To webmasters

Finno-Ugric Languages and the Internet is a research project where the Internet is crawled in order to find sites that have been written in Uralic languages. In order to harvest the texts from such sites, Heritrix, the web crawler created by the Internet Archive, is used. Our web crawler is, hence, called sukibot_heritrix.

We do not intend to disturb the function of any webservers and our crawler obeys the robots.txt. If there, nevertheless, is a problem, we are happy to put Your site to our "do not crawl" list. You can contact us by email, either heidi.jauhiainen (at) helsinki.fi or tommi.jauhiainen (at) helsinki.fi.

The project is part of the Kone Foundation Language Programme 2012-2016. The purpose of this programme is to support the documentation and use of small Finno-Ugric Languages, Finnish, and all minority languages in Finland. The Finno-Ugric Languages and the Internet project started at the beginning of year 2013 and its aim is to search the Internet for text written in small Uralic languages. The text will be processed into corpora and a list of links. The corpora collected will, furthermore, serve as source material for linguistic research.We also work in close cooperation with the Language Bank of Finland and the Finnish National Library to collect Finnish data for research.
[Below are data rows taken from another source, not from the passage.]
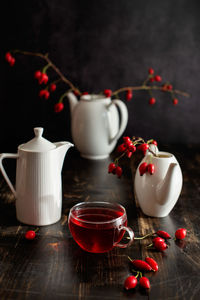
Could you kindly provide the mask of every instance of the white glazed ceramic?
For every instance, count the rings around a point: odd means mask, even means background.
[[[155,157],[148,153],[141,163],[153,163],[155,173],[140,176],[139,166],[135,174],[135,197],[143,213],[152,217],[165,217],[173,209],[182,189],[182,172],[173,154],[158,152]]]
[[[16,197],[17,219],[29,225],[49,225],[61,217],[61,170],[69,142],[51,143],[34,128],[35,138],[18,147],[17,154],[0,154],[0,169]],[[2,165],[4,158],[16,158],[16,189]]]
[[[103,95],[83,95],[78,101],[73,93],[68,93],[68,98],[72,138],[81,156],[88,159],[108,157],[126,128],[126,105]]]

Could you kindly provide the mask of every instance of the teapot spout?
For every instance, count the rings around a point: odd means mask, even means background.
[[[158,185],[156,194],[157,194],[157,202],[160,205],[164,205],[170,201],[170,199],[174,198],[174,192],[176,191],[176,169],[178,164],[171,163],[169,165],[167,174],[165,175],[164,180],[161,184]]]
[[[67,97],[69,99],[70,112],[72,116],[74,108],[78,104],[78,99],[72,92],[67,93]]]
[[[74,145],[70,142],[58,142],[54,144],[56,145],[55,151],[58,152],[58,164],[60,166],[60,170],[62,170],[65,155],[69,148],[73,147]]]

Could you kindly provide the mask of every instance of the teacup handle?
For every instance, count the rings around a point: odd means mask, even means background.
[[[129,247],[132,244],[133,240],[134,240],[134,232],[133,232],[133,230],[130,227],[126,227],[126,226],[121,226],[120,227],[120,231],[121,230],[125,230],[126,232],[128,232],[130,240],[129,240],[129,242],[127,244],[118,243],[115,246],[119,247],[119,248]]]

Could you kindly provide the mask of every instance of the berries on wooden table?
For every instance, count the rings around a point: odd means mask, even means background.
[[[41,76],[38,78],[38,83],[39,84],[42,84],[42,83],[47,84],[48,80],[49,80],[48,75],[46,73],[41,73]]]
[[[120,178],[122,176],[122,168],[120,166],[117,166],[115,169],[115,173],[117,174],[117,177]]]
[[[41,76],[42,76],[42,72],[40,70],[35,71],[34,73],[35,79],[39,80]]]
[[[33,231],[33,230],[29,230],[29,231],[27,231],[26,233],[25,233],[25,238],[27,239],[27,240],[33,240],[34,238],[35,238],[35,231]]]
[[[154,76],[154,79],[155,79],[155,81],[157,81],[157,82],[162,81],[162,78],[161,78],[161,76],[159,76],[159,75]]]
[[[156,241],[153,243],[153,245],[158,251],[165,251],[168,248],[167,244],[162,241]]]
[[[124,281],[124,288],[126,290],[134,289],[137,285],[137,278],[135,276],[128,276]]]
[[[158,145],[158,143],[157,143],[155,140],[153,140],[153,141],[151,142],[151,144],[153,144],[153,145],[155,145],[155,146]]]
[[[166,231],[158,230],[156,231],[156,234],[164,239],[171,239],[171,235]]]
[[[149,68],[148,72],[149,72],[150,75],[153,75],[154,74],[154,69]]]
[[[150,289],[150,281],[147,277],[143,276],[139,279],[140,286],[145,289]]]
[[[126,150],[126,145],[123,143],[117,147],[118,152],[124,152]]]
[[[146,154],[146,151],[148,149],[149,149],[149,144],[147,144],[147,143],[143,143],[143,144],[138,146],[138,150],[141,150],[144,155]]]
[[[164,242],[165,240],[164,240],[163,238],[157,236],[157,237],[155,237],[155,238],[153,239],[153,244],[156,243],[156,242],[158,242],[158,241],[159,241],[159,242]]]
[[[40,98],[44,97],[47,100],[49,98],[49,96],[50,96],[50,93],[47,90],[41,90],[39,92],[39,97]]]
[[[179,228],[175,232],[175,237],[178,240],[183,240],[186,237],[187,230],[185,228]]]
[[[152,270],[157,272],[158,271],[158,264],[157,262],[151,258],[151,257],[146,257],[145,261],[151,266]]]

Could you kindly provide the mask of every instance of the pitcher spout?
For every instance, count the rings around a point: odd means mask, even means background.
[[[176,169],[178,168],[178,164],[171,163],[169,165],[168,171],[165,175],[164,180],[158,185],[157,188],[157,202],[160,205],[166,204],[170,199],[173,199],[174,191],[176,187]]]
[[[78,99],[72,92],[67,93],[67,97],[69,99],[70,112],[71,112],[71,116],[72,116],[74,108],[78,104]]]
[[[53,151],[58,152],[58,164],[60,166],[60,170],[62,170],[65,155],[69,148],[74,147],[74,145],[70,142],[58,142],[54,144],[56,145],[56,149]]]

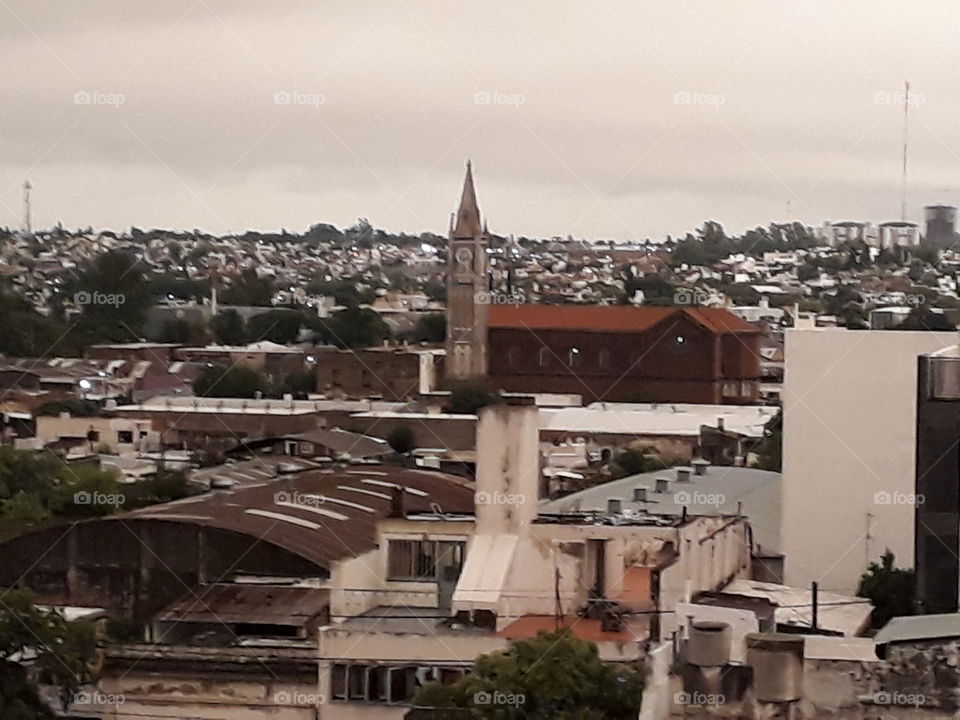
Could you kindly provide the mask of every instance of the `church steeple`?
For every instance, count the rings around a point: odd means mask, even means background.
[[[473,168],[467,161],[460,207],[450,222],[447,259],[447,342],[444,374],[462,380],[487,372],[489,286],[486,223],[481,222]]]
[[[483,232],[480,223],[480,207],[477,205],[477,191],[473,187],[473,168],[467,160],[467,175],[463,179],[463,194],[460,196],[460,209],[452,237],[474,238]]]

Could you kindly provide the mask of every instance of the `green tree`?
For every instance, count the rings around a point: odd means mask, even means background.
[[[783,470],[783,410],[767,420],[763,426],[763,440],[757,448],[760,456],[757,467],[761,470]]]
[[[159,340],[164,343],[202,345],[207,341],[207,329],[202,323],[186,318],[171,318],[160,329]]]
[[[135,255],[111,251],[98,255],[66,284],[68,298],[81,310],[72,333],[78,346],[140,338],[152,302],[145,275]]]
[[[873,603],[871,623],[880,628],[891,618],[914,613],[913,570],[898,568],[888,548],[880,563],[872,562],[860,578],[857,595]]]
[[[200,397],[253,398],[266,391],[266,380],[246,365],[211,365],[193,381],[193,392]]]
[[[482,380],[462,380],[451,388],[447,409],[452,413],[475,415],[480,408],[494,405],[501,399],[500,394]]]
[[[61,517],[111,515],[123,507],[125,495],[115,470],[96,465],[65,465],[57,473],[50,509]]]
[[[54,713],[18,658],[36,654],[37,675],[60,691],[67,702],[91,682],[96,652],[93,625],[68,622],[54,610],[40,610],[26,589],[0,591],[0,708],[4,720],[52,720]]]
[[[373,347],[390,337],[390,328],[376,312],[357,306],[315,318],[312,325],[323,342],[339,348]]]
[[[236,310],[224,310],[210,321],[213,336],[222,345],[242,345],[247,339],[243,318]]]
[[[0,354],[13,357],[41,357],[71,352],[66,326],[36,312],[24,298],[0,292]]]
[[[427,707],[469,708],[477,718],[635,720],[643,670],[600,661],[597,647],[569,632],[541,632],[478,657],[453,685],[428,683],[414,697]]]
[[[613,460],[613,476],[617,478],[639,475],[652,470],[650,458],[642,448],[627,448]]]
[[[443,313],[430,313],[417,320],[417,327],[411,333],[414,342],[442,343],[447,337],[447,316]]]
[[[417,439],[409,425],[397,425],[387,434],[387,442],[390,443],[394,452],[401,455],[405,455],[417,447]]]
[[[224,305],[269,307],[273,304],[273,282],[269,278],[257,277],[253,270],[247,270],[220,293],[220,302]]]
[[[259,313],[247,321],[247,341],[268,340],[280,345],[296,342],[302,322],[303,315],[291,310]]]

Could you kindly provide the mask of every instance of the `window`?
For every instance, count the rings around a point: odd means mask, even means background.
[[[121,445],[133,442],[133,430],[117,430],[117,442]]]
[[[347,699],[347,668],[342,663],[330,668],[330,694],[334,700]]]
[[[540,348],[540,352],[537,353],[537,363],[540,367],[546,367],[547,363],[550,362],[550,350],[547,348]]]
[[[339,702],[409,704],[428,682],[450,685],[466,673],[463,667],[336,663],[330,669],[330,696]]]
[[[520,348],[512,347],[507,351],[507,363],[512,366],[520,364]]]
[[[610,351],[606,348],[600,351],[600,356],[597,358],[597,365],[604,370],[610,367]]]
[[[390,580],[451,581],[463,568],[463,542],[390,540],[387,577]]]
[[[567,359],[567,365],[569,365],[572,368],[580,366],[580,348],[575,348],[575,347],[570,348],[570,353]]]

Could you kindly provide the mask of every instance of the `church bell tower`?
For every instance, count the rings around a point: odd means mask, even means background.
[[[480,220],[473,169],[468,160],[460,208],[450,223],[448,243],[447,380],[487,374],[488,244],[489,235],[486,223]]]

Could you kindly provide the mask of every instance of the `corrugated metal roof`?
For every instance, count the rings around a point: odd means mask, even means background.
[[[157,620],[213,623],[270,623],[299,626],[322,615],[329,590],[223,584],[201,587],[171,603]]]
[[[389,493],[356,492],[370,490],[366,480],[371,478],[379,483],[376,489],[384,483],[405,488],[411,514],[431,514],[436,508],[454,514],[473,512],[473,486],[463,478],[385,465],[377,466],[368,478],[357,470],[310,470],[264,478],[260,483],[153,505],[100,522],[159,520],[230,530],[329,568],[337,560],[375,547],[377,523],[389,514],[391,500]]]

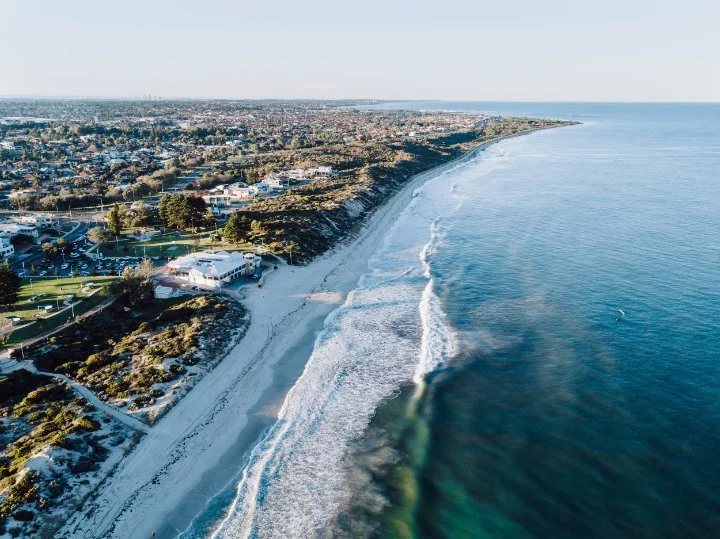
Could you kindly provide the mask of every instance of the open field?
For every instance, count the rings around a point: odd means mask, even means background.
[[[3,313],[4,317],[17,316],[22,319],[21,326],[18,326],[10,336],[8,344],[29,339],[50,329],[58,327],[70,318],[74,312],[75,316],[81,315],[97,306],[107,297],[105,285],[115,277],[68,277],[55,279],[52,277],[33,277],[23,279],[20,290],[19,301],[13,306],[12,311]],[[93,283],[91,288],[84,287],[87,283]],[[75,300],[80,300],[72,310],[58,312],[67,307],[63,302],[68,294],[75,294]],[[31,323],[36,320],[36,315],[47,305],[53,307],[53,311],[47,316],[43,313],[40,322]]]
[[[125,256],[169,256],[186,255],[194,250],[224,249],[226,251],[250,251],[250,244],[229,244],[212,240],[214,232],[199,232],[187,234],[181,232],[167,232],[156,234],[148,241],[138,241],[132,238],[120,238],[117,242],[109,241],[100,247],[100,252],[106,257]]]

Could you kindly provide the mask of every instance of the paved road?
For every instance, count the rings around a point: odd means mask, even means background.
[[[79,315],[79,316],[76,316],[74,320],[72,320],[72,321],[70,321],[70,322],[65,322],[64,324],[62,324],[62,325],[60,325],[60,326],[58,326],[58,327],[56,327],[56,328],[50,329],[50,330],[46,331],[45,333],[41,333],[41,334],[38,335],[37,337],[33,337],[33,338],[27,339],[27,340],[25,340],[25,341],[23,341],[23,342],[21,342],[21,343],[15,344],[15,345],[13,345],[13,347],[14,347],[14,348],[18,348],[18,347],[20,347],[20,346],[23,346],[23,347],[25,347],[25,346],[30,346],[30,345],[35,344],[35,343],[37,343],[37,342],[40,342],[40,341],[42,341],[42,340],[44,340],[44,339],[48,339],[49,337],[52,337],[53,335],[55,335],[56,333],[59,333],[60,331],[64,330],[65,328],[67,328],[67,327],[69,327],[69,326],[72,326],[73,324],[75,324],[75,323],[78,322],[79,320],[82,320],[83,318],[86,318],[86,317],[88,317],[88,316],[92,316],[92,315],[94,315],[95,313],[98,313],[98,312],[102,311],[102,310],[105,309],[106,307],[109,307],[110,305],[113,304],[114,301],[115,301],[115,298],[114,298],[114,297],[109,297],[108,299],[106,299],[105,301],[103,301],[103,302],[102,302],[100,305],[98,305],[97,307],[94,307],[93,309],[90,309],[89,311],[87,311],[87,312],[85,312],[85,313],[83,313],[83,314],[81,314],[81,315]],[[67,309],[65,309],[65,310],[67,310]],[[4,359],[4,358],[6,358],[6,357],[9,358],[9,357],[10,357],[10,351],[11,351],[11,349],[8,348],[8,349],[0,352],[0,359]],[[8,365],[8,363],[3,363],[3,364],[2,364],[2,371],[3,371],[3,372],[11,372],[11,371],[15,370],[15,368],[8,368],[7,365]],[[16,368],[17,368],[17,367],[16,367]]]

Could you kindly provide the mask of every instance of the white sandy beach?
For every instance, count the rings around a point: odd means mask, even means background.
[[[481,148],[461,160],[472,158]],[[237,440],[248,424],[249,412],[263,395],[278,390],[274,384],[278,384],[275,374],[282,369],[280,360],[307,339],[308,332],[315,332],[313,324],[318,319],[344,302],[414,190],[458,161],[409,181],[375,212],[355,239],[307,266],[281,267],[267,276],[263,288],[244,288],[244,303],[252,316],[245,337],[150,429],[59,536],[126,539],[150,537],[159,529],[203,475],[228,451],[238,450]],[[286,391],[287,380],[280,383]]]

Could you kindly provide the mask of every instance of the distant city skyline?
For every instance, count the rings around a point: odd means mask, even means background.
[[[720,100],[720,2],[0,0],[0,97]]]

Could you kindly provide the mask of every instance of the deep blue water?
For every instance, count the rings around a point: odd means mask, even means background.
[[[220,535],[720,536],[720,105],[383,106],[583,123],[418,190]]]
[[[345,530],[720,536],[720,106],[440,107],[583,125],[448,180],[430,265],[460,345],[358,444],[377,496]]]

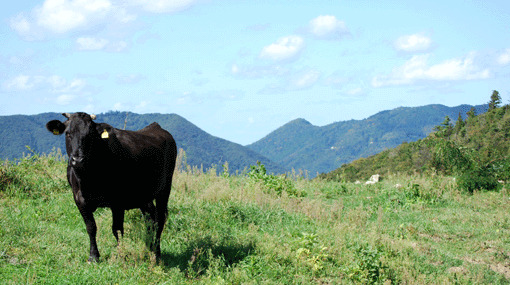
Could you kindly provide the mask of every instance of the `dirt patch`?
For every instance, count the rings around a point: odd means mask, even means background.
[[[506,279],[510,279],[510,266],[508,264],[496,263],[489,265],[489,267],[492,271],[503,274]]]
[[[441,242],[442,241],[441,237],[439,237],[437,235],[429,235],[429,234],[425,234],[425,233],[419,233],[418,236],[422,237],[422,238],[430,239],[430,240],[435,241],[435,242]]]
[[[494,272],[497,272],[499,274],[502,274],[505,276],[506,279],[510,279],[510,264],[503,264],[503,263],[494,263],[494,264],[488,264],[484,261],[481,261],[481,260],[475,260],[475,259],[472,259],[470,257],[464,257],[462,258],[462,260],[466,261],[466,262],[469,262],[471,264],[483,264],[483,265],[488,265],[489,268],[494,271]]]
[[[454,267],[448,268],[448,272],[450,272],[450,273],[466,273],[467,270],[466,270],[466,268],[464,268],[462,266],[454,266]]]

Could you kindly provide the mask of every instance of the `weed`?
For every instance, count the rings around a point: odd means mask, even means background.
[[[395,281],[392,271],[381,261],[384,252],[379,247],[365,243],[356,244],[354,254],[356,260],[349,274],[352,280],[364,284],[383,283],[386,280]]]
[[[324,269],[328,260],[327,247],[321,245],[317,234],[303,232],[297,240],[299,248],[296,250],[296,258],[301,259],[309,266],[314,274]]]
[[[268,191],[272,191],[278,196],[281,196],[283,192],[294,197],[304,197],[306,194],[305,192],[298,191],[294,183],[287,179],[285,175],[267,174],[266,167],[260,161],[257,162],[257,165],[250,167],[248,177],[254,182],[262,183]]]
[[[225,162],[223,164],[223,172],[221,172],[221,177],[227,179],[230,177],[229,169],[228,169],[228,162]]]

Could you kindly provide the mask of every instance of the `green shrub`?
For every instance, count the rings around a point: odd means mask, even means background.
[[[501,184],[492,171],[488,167],[479,166],[465,170],[459,175],[457,185],[469,193],[481,189],[492,191],[501,188]]]
[[[248,177],[254,182],[262,183],[262,185],[264,185],[268,191],[274,192],[278,196],[281,196],[283,192],[287,192],[289,196],[294,197],[305,196],[305,193],[303,191],[297,190],[293,181],[287,179],[285,175],[276,176],[267,174],[266,167],[264,164],[261,164],[260,161],[257,162],[257,165],[252,165],[250,167]]]
[[[510,180],[510,158],[495,161],[491,165],[491,172],[498,180]]]
[[[4,163],[0,166],[0,192],[6,191],[13,184],[19,184],[19,178],[13,171],[13,167]]]
[[[369,244],[356,245],[354,248],[356,256],[356,268],[352,271],[351,278],[365,284],[375,284],[383,281],[383,264],[381,262],[382,252]]]
[[[436,139],[429,141],[433,145],[432,167],[444,174],[462,172],[473,165],[473,154],[469,149],[454,141]]]

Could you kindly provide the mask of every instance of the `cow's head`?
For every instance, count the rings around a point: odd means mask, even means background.
[[[67,121],[49,121],[46,128],[54,135],[65,134],[70,165],[82,167],[90,158],[95,143],[100,140],[97,125],[93,121],[96,116],[86,113],[63,113],[62,115],[67,118]]]

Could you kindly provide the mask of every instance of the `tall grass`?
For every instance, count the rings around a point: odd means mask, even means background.
[[[145,246],[140,211],[127,212],[116,246],[108,209],[95,214],[101,260],[86,263],[88,236],[61,155],[0,163],[2,283],[510,281],[507,188],[469,195],[442,176],[367,186],[289,175],[271,182],[294,189],[279,192],[264,179],[218,175],[179,157],[159,263]]]

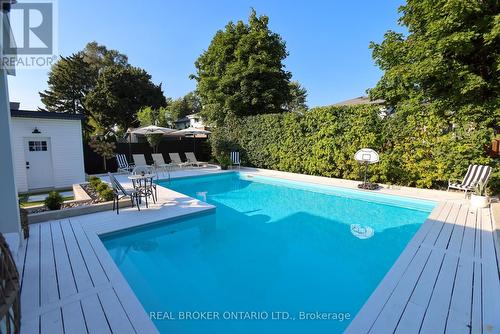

The research will continue at least till the end of 2018 and during year 2018 the domains crawled during 2014-15 (.fi, .se, .no, .ee, .ru, .hu, and .lv) will be recrawled in order to study the changes in pages written in Uralic languages.

The research is conducted in the Department of Digital Humanities at the University of Helsinki and it is funded by Kone Foundation and supported by The National Library of Finland. It is, moreover, carried out as part of the international CLARIN cooperation represented in Finland by the FIN-CLARIN consortium.